I know very little about either GoogleToolbar or GTB, but definitely got more complaints about GoogleToolbar while it was blocked which was why I added it back again.

dstiles

11:02 pm on Apr 6, 2010 (gmt 0)

WebmasterWorld Senior Member 10+ Year Member Top Contributors Of The Month



Hmm. Looks like we've come full circle, then. Don't block anything. :(

dstiles

9:11 pm on Jun 12, 2010 (gmt 0)

WebmasterWorld Senior Member 10+ Year Member Top Contributors Of The Month



An extra on this one.

As noted in the recent eSobi thread I've taken notice of the identifier GTB0.0 as a toolbar ID often seen with extra toolbar plug-ins (eg eSobi) and with high-speed browser scrapes.

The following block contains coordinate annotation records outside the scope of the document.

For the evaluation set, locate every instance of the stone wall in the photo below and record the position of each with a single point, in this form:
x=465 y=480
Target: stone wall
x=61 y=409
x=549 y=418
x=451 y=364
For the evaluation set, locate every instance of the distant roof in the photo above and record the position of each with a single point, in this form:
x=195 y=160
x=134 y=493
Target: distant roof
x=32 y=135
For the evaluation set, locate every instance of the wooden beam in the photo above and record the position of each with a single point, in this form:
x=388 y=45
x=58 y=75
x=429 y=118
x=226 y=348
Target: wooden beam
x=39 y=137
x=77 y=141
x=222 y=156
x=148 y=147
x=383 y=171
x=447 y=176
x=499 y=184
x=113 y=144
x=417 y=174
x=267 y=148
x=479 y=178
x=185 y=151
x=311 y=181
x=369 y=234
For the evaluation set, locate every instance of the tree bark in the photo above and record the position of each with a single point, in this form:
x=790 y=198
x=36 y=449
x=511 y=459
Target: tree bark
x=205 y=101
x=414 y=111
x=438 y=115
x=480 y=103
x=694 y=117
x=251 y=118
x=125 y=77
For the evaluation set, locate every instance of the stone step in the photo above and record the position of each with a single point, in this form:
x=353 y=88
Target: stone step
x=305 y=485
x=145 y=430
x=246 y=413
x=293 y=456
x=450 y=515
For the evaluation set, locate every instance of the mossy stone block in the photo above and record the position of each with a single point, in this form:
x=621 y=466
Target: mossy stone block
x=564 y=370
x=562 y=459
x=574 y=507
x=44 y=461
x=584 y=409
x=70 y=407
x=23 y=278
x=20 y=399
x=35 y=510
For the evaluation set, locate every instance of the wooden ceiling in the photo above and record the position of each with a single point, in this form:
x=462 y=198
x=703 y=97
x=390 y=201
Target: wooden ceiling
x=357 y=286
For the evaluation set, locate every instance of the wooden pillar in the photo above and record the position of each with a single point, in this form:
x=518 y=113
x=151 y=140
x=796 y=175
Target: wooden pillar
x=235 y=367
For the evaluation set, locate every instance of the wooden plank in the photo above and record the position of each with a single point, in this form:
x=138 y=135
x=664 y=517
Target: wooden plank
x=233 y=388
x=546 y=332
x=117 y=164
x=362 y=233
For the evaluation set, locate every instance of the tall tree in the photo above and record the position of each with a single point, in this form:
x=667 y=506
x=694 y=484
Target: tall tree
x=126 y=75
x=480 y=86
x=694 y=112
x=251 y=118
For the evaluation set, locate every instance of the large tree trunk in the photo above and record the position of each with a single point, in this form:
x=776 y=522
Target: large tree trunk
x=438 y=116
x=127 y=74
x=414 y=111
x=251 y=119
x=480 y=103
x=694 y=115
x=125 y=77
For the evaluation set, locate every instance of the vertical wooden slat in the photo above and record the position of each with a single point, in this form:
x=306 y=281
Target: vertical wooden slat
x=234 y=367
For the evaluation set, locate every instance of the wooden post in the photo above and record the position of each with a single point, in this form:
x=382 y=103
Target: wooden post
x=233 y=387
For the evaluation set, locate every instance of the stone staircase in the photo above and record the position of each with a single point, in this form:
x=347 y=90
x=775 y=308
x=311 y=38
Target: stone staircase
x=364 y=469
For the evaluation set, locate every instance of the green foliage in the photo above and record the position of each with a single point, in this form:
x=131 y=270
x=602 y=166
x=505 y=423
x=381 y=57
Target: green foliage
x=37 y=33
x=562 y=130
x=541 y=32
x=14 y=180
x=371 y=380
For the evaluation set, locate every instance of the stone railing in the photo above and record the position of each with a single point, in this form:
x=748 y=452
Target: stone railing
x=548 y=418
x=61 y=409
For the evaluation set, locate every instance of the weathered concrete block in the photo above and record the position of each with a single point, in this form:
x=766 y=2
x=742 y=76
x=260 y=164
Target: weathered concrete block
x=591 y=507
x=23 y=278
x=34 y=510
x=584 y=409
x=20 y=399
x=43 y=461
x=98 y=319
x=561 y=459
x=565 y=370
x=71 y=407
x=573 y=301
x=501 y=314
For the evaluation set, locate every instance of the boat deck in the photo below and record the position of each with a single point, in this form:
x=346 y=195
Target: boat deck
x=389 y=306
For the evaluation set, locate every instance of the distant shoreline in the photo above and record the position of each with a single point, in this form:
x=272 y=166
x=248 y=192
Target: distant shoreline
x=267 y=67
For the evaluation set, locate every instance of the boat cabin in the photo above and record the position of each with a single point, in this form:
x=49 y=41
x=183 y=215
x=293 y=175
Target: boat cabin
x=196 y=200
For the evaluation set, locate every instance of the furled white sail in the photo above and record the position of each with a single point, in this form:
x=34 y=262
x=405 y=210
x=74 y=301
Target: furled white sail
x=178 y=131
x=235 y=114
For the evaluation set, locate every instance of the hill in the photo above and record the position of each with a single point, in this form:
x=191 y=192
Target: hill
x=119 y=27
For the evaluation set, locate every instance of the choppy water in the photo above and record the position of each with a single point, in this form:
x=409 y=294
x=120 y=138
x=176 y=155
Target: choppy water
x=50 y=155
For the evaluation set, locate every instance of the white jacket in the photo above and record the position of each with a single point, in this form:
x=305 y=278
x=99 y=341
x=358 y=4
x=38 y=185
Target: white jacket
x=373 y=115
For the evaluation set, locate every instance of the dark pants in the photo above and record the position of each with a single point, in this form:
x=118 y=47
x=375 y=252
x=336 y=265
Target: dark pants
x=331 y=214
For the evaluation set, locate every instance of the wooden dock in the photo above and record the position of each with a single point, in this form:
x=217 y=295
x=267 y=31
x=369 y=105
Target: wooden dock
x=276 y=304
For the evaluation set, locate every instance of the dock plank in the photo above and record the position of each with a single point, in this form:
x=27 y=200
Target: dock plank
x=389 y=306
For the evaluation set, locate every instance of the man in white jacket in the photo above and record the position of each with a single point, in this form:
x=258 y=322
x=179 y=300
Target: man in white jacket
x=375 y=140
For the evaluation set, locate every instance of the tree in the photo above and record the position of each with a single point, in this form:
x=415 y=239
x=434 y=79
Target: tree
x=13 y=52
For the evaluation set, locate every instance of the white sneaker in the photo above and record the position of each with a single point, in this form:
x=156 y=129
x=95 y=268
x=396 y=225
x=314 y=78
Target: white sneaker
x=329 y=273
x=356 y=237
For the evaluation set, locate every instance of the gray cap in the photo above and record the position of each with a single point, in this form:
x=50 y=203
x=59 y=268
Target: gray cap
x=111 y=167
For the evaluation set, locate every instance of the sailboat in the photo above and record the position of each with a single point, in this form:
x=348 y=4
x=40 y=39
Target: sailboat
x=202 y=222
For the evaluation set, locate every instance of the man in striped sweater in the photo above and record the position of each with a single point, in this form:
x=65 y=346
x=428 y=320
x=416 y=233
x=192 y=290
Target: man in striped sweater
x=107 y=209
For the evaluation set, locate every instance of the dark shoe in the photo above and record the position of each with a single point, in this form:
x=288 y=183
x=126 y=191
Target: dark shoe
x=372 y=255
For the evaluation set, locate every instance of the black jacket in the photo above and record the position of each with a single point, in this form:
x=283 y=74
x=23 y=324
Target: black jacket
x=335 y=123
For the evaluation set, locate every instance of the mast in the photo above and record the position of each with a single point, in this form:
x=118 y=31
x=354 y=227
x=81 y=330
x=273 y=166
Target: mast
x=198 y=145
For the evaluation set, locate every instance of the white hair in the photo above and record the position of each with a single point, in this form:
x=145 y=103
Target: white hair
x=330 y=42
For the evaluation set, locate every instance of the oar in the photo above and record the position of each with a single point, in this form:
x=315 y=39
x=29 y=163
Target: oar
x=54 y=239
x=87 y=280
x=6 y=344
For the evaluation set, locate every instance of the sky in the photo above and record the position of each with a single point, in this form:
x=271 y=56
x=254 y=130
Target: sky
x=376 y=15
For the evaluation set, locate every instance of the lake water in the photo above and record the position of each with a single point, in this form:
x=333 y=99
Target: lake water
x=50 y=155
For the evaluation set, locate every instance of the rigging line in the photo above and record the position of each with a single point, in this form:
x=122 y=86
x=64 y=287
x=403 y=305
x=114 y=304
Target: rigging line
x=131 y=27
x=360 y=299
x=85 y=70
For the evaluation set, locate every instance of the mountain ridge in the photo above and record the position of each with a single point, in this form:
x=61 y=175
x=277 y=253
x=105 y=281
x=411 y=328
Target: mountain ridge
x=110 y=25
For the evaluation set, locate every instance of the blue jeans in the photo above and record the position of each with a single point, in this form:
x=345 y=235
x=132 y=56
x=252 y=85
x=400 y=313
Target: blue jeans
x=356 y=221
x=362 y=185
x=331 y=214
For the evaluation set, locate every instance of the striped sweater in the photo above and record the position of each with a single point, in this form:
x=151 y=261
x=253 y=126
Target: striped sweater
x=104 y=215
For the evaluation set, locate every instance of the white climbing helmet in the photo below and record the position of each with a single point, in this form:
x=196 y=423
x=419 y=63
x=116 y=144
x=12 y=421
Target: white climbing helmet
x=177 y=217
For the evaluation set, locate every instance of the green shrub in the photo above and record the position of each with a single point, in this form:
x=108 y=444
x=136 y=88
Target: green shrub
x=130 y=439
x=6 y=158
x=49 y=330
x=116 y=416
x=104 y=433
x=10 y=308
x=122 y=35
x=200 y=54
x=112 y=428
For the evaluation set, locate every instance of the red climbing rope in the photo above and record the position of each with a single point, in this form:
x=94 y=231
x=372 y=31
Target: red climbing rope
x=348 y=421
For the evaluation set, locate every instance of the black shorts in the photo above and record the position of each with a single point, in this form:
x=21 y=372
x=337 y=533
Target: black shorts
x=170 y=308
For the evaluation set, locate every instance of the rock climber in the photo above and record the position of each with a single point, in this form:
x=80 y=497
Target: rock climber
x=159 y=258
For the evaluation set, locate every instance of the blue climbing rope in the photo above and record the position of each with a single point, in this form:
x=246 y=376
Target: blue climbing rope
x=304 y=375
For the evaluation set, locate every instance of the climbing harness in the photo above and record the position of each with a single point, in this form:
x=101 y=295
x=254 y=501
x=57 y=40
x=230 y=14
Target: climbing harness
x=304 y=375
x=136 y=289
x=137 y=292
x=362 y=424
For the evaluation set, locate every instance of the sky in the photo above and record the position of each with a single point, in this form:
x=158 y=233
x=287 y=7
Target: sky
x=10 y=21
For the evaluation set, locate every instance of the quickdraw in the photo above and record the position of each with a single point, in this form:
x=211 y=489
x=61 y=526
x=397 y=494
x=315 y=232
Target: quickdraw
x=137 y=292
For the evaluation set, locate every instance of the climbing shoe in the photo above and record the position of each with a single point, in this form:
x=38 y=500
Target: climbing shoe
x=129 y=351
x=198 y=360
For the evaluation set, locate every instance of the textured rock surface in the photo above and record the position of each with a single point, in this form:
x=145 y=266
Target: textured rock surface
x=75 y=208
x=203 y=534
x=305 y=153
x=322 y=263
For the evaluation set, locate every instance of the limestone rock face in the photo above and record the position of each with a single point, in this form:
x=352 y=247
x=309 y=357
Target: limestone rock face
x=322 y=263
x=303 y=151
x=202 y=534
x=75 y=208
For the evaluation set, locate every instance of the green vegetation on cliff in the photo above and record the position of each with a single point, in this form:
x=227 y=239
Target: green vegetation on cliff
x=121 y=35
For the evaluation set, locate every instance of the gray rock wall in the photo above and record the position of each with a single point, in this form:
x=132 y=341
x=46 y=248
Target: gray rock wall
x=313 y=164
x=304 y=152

It probably exists witohut plug-ins as well.

I have just accidentally blocked a customer who has this in her browser UA and am chasing up on it.

From a couple of forum postings elsewhere it LOOKS as if it might be something installed by a google mail account, possibly when there is no other toolbar installed. This is conjecture only at this point.